Selain itu pihaknya juga menyebut belum ada surat resmi yang mengatakan di Sobangan akan dibangun TPS. “Saya tidak bisa berkomentar banyak karena tidak ada surat dan pemberitahuan secara resmi,” ujarnya.
 
Pun demikian, pihaknya membenarkan ada ratusan warga Selasa malam menggelar aksi di kantor desa. “Penolakan yang dilakukan itu secara spontanitas, karena ada isu di Sobangan akan dibangun TPS, pikiran warga seperti TPS Suwung,” kata Oka Suarya.
 
Rencana pembuatan TPS ini juga diketahui warga ketika Bupati Badung memberikan sambutan saat menghadiri HUT STT di Banjar Selat. “Bapak menyampaikan saat pidato, dan saat itu bapak meminta koordinasi dengan aparat desa. Hanya itu saja biar tidak salah,” katanya.
 
Adanya aksi demo ini juga dibenarkan oleh Kepala Desa Sobangan, Ketut Tirtayasa. Ia bahkan mengakui sudah membahas permasalahan pembangunan TPS tersebut. 
 
“Memang masyarakat menyampaikan aspirasinya ke kita. Jadi kita tampung dulu dan akan kami sampaikan ke atasan yakni di kecamatan,” katanya.
 
Tirtayasa mengimbau warga Sobangan agar tetap tenang.
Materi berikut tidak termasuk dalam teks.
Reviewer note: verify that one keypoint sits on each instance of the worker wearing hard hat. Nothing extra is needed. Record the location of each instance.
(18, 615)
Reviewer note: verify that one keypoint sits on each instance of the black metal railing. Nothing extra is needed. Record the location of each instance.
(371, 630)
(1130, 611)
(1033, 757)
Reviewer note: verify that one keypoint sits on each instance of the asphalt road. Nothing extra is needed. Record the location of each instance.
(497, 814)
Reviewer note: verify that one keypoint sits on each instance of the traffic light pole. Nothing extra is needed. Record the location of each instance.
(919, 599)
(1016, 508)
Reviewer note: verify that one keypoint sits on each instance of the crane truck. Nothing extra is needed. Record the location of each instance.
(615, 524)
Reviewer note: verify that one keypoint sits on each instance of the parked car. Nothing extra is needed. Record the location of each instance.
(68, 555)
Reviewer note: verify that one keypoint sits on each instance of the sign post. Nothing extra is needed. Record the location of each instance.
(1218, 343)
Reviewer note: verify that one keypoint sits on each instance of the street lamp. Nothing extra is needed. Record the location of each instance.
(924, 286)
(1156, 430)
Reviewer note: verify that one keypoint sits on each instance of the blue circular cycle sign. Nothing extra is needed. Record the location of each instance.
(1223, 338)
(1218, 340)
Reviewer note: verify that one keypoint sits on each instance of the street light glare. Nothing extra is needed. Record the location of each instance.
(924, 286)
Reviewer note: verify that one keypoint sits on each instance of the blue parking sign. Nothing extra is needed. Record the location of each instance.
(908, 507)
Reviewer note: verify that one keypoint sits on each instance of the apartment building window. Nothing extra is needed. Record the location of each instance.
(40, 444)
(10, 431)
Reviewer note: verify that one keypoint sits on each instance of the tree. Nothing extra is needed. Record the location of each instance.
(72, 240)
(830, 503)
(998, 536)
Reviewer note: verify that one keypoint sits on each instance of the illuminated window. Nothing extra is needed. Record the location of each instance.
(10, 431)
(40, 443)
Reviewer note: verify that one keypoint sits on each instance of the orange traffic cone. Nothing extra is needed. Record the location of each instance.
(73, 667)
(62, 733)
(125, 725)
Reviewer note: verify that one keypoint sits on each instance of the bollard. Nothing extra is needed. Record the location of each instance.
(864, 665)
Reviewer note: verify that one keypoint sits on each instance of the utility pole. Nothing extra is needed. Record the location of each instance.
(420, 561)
Pasalnya, pembangunan TPS ini baru sebatas wacana. “Ini kan baru informasi, jadi tidak salah masyarakat menyampaikan inspirasi. Tapi untuk lahan pastinya kami tidak tahu,” tegasnya.
 
Sebelumnya, Bupati Giri Prasta saat menghadiri HUT ST di Banjar Selat memang menyebut rencana pembangunan TPS di Sobangan. Kata dia, sampah di TPS ini akan dikelola secara baik.
 
“Khusus sampah organik ini, rencana saya akan dicacah dan tidak akan berbau, apalagi ada EM4. Sehingga yang saya inginkan tokoh masyarakat, Perbekel, LPM, BPD, Bendesa Adat dan Camat membantu saya untuk sementara ini. Pasalnya, di Sobangan ini ada tanah Provinsi sebelah Sentra Ternak, sehingga keinginan saya sampah ini akan saya kelola di sana,” ujar bupati.
 
Pihaknya pun meyakini bahwa pengelolaan sampah yang dilakukan akan tidak berbau.  Bahkan Bupati menyarankan Camat berkoordinasi perihal tersebut dengan aparat desa. “Saya pastikan jika semua setuju dengan adanya pencacahan sampah di Sobangan, masyarakat setempat akan saya rekrut menjadi pegawainya,” tukasnya.